Прошел по вагону кадыкастый проводник, тряся звонком и предупреждая об отправке. Поезд замер на секунду и мягко пошел, набирая скорость. Михаил не побежал за вагоном, пропал в толпе.
Тася закрыла глаза и, чтобы как-то удержать себя от мучительного желания взвыть во весь голос, принялась мысленно строчить первое письмо: «Наш май будет всегда… Всегда, любимый…»
Михаил тупо смотрел на мелькающие вагоны. Проплыл мимо тамбур последнего с железнодорожником, держащим флажок. Михаил сорвался с места и отчаянным рывком догнал вагон.
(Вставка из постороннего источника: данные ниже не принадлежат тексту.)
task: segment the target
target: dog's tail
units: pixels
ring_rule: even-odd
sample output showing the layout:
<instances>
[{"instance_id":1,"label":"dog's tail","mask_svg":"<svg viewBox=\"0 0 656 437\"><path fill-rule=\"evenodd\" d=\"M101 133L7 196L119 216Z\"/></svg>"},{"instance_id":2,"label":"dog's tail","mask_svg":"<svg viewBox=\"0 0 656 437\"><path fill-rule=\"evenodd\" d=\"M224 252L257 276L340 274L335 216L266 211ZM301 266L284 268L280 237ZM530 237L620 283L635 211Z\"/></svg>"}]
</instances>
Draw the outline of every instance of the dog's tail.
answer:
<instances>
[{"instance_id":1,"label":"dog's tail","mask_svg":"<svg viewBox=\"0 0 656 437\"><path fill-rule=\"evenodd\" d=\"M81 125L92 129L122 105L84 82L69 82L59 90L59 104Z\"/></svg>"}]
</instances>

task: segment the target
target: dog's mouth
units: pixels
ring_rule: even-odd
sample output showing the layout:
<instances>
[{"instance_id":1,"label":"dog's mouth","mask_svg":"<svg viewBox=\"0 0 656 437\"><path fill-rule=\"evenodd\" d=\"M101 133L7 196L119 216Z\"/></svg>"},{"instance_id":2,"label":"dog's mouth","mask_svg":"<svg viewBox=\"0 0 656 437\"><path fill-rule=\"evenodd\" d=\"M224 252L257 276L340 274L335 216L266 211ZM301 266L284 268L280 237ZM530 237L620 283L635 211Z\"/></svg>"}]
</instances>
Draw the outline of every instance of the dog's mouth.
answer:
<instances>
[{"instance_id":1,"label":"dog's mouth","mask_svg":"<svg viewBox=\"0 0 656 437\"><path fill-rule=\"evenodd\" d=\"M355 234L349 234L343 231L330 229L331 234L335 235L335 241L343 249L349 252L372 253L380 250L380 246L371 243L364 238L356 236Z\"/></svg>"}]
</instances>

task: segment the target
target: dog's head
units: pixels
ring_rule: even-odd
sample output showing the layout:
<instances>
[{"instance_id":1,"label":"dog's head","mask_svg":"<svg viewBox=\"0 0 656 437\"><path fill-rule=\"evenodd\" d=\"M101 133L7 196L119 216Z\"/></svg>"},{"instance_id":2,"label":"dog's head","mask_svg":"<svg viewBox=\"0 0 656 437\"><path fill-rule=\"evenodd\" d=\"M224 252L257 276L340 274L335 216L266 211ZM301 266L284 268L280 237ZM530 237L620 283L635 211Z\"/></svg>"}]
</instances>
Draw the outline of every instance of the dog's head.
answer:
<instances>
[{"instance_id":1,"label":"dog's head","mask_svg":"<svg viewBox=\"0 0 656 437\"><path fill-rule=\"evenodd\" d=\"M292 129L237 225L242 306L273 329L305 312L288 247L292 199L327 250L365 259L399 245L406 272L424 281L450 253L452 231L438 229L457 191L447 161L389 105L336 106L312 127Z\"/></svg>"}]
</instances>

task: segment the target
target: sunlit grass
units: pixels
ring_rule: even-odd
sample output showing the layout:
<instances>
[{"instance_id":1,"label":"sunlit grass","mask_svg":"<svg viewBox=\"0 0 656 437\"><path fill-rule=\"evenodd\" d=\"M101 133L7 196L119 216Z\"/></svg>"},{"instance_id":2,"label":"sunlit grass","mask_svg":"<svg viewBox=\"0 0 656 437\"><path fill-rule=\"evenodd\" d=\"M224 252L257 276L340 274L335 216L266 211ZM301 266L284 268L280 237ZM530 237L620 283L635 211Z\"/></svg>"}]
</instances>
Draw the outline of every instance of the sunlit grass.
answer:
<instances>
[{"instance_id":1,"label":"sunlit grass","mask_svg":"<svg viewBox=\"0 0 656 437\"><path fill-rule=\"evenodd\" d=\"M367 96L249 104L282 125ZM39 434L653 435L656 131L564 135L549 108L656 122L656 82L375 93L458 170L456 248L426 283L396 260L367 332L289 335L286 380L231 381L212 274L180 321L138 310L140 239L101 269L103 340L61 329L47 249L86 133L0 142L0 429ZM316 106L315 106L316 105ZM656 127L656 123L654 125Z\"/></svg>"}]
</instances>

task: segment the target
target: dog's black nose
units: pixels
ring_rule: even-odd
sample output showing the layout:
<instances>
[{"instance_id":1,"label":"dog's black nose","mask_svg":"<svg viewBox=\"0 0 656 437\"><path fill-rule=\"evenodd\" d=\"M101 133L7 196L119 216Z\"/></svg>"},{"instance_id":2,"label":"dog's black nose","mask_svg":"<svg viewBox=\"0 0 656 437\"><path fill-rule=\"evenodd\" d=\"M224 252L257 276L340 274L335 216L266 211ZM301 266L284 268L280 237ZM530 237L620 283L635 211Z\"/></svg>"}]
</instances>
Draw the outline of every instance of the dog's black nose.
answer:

Подножка была поднята. Проводник с ужасом смотрел на парня, пытавшегося вскарабкаться на металлическую ступеньку, на его руку со вздувшимися жилами, вцепившуюся в поручень. И бубнил как заведенный: «Не велено! Не велено на ходу садиться…»
Парень не удержался, упал на перрон. Остался лежать, подставив дождю вздрагивающую от рыданий спину.
9
Дома Тасю ждал серьезный разговор. Родители были убеждены, что мысли о браке с юношей, едва поступившим в университет, недопустимы, какими бы достоинствами ни обладал «жених». У семнадцатилетнего студента, сына вдовы с очевидностью не могло быть средств к самостоятельному существованию и обеспечению собственного семейства. Разумеется, родители Таси небедны и не заставят их голодать, но сколь унизительно должно быть для мужчины существование за счет средств жены. Да и как объяснить помешавшейся на своих чувствах девушке, что такого рода пылкие юношеские влюбленности имеют свойство столь же быстро угасать, как и вспыхивать. Как всегда в таких случаях, помогала надежда: «время лечит», «время покажет».
Увы, время шло, показывая нарастающее неблагополучие.
Тася кое-как дотягивала последний класс гимназии. Михаил жил в полусне, забыв об университете. Все время он отдавал мечтаниям и сочинению писем в Саратов — это было необходимо как воздух. Тася обещала приехать на Рождество, он считал дни и, как в детстве, ставил в календаре на прожитых днях крестики. Скорее — жирные, черные кресты, яростно вычеркивая эти ненужные дни из своей жизни. Только бы дотерпеть, только бы хватило сил, Тася приедет, и больше он ее не отпустит. Мама поймет, мама не станет препятствовать их любви.